There are settings in Postgres that allow for bulk loading.

By default you get a commit after each INSERT which slows things down by a lot.

ramraj07 · on March 16, 2021

How many rows are we talking about? In the end once I started using dblink to load via redshift after some preprocessing the loads were reasonable, and indexing too. But I’m looking at full data refreshes every two weeks and a tight budget (30 bucks a month) so am constrained on solutions. Suggestions welcome!

legg0myegg0 · on March 16, 2021

Try DuckDB! I've been getting 20x SQLite performance on one thread, and it usually scales linearly with threads!

Silhouette · on March 16, 2021

Maybe I'm misunderstanding, but this seems very strange. Are you suggesting that Postgres can't handle a 150GB database with acceptable performance?

ramraj07 · on March 16, 2021

I’m trying to run a Postgres instance on a basic vps instance with a single vcpu and 8gb of ram! And I’ll need to erase and reload all 150 GB every two weeks..

arnaudsm · on March 16, 2021

Had a similar problem recently. Ended up creating a custom system using a file-based index (append to files named by the first 5 char of the SHA1 of the key) Took 10 hours to parse my Terabyte. Uploaded it to Azure Blob storage, now I can query my 10B rows in 50ms for ~10^-7$. It's hard to evolve, but 10x faster and cheaper than other solutions.

ramraj07 · on March 16, 2021

My original plan was to do a similar S3 idea, but I forgot about it’s charge per 1000 gets and puts and had a 700 dollar bill I had to bargain with them to waive! Does azures model not have that expense?

arnaudsm · on March 16, 2021

I recall Azure was much cheaper and 30ms faster on average.

unchar1 · on March 16, 2021

Curious if you tried this on an EC2 instance in AWS? The IOPS for EBS volume are notoriously low, and possibly why a lot of self-hosted DB instances feel very slow vs similarly priced AWS services. Personal anecdote, but moving to a a dedicated server from EC2 increased the max throughput by a factor of 80 for us.

trashtester · on March 16, 2021

Did you try to compare that to EC2 instances with ephemeral nvme drives? I'm seeing hdfs throughput of up to several GB/node using such instances.
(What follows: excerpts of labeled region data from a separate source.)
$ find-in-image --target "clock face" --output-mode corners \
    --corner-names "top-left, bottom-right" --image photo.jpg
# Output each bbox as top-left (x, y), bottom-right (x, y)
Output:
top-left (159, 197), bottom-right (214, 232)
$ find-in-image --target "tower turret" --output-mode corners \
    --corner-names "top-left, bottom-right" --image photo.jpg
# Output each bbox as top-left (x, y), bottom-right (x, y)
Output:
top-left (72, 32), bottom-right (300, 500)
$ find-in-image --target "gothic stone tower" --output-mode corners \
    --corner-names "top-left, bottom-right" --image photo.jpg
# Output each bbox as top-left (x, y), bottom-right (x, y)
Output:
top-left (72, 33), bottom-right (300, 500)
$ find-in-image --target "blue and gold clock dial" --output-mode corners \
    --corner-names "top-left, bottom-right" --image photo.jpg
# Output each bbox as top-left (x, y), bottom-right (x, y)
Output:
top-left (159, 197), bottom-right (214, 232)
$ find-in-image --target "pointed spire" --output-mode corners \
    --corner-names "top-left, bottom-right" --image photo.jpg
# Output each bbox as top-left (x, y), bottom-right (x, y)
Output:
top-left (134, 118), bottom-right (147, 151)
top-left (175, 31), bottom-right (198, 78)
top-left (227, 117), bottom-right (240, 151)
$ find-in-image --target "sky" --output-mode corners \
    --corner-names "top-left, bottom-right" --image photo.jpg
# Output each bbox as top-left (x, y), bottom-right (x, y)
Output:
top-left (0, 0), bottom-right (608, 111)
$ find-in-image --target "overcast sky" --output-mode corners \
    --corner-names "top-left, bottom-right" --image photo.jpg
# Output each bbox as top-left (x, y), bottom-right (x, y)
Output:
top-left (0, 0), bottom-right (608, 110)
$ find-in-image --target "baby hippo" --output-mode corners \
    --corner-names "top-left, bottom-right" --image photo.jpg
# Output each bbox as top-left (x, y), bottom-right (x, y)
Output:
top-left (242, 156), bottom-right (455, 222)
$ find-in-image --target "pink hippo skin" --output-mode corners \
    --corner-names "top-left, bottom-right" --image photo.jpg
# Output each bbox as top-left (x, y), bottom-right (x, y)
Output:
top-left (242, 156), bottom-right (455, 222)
karmakaze · on March 16, 2021

You can use locally attached SSD instances. Then you're responsible for its reliability so not getting all the 'cloud' benefits. Used them for provisioning own CI cluster with raid-0 btrfs running PostgreSQL. Only backed up the provisioning and CI scripts.

ramraj07 · on March 16, 2021

Got burned there for sure! Speed is one thing but the cost is outrageous for io heavy apps! Anyways I moved to lightsail which doesn’t have io costs paradoxically so while io is slow at least the cost is predictable!

im3w1l · on March 16, 2021

A couple of 64gb ram sticks and you can fit your data in ram.

movedx · on March 16, 2021

It's all about the right tool for the job('s scale.)

StreamBright · on March 16, 2021

You can skip Hadoop and go from SQLite to something like S3 + Presto that scales to extremely high volumes with low latency and better than linear financial scaling.

bartimus · on March 16, 2021

Does hundreds of gigs introduce a general performance hit or could it still be further optimized using some smart indexing strategy?

z3t4 · on March 16, 2021

Everything is fast if it fits in memory and caches.

yarcob · on March 16, 2021

Unless it's accidentally quadratic. Then all the RAM in the world isn't going to help you.

Silhouette · on March 16, 2021

And in 2021, almost everything* does.

*Obviously not really. But very very many things do, even doing useful jobs in production, as long as you have high enough specs.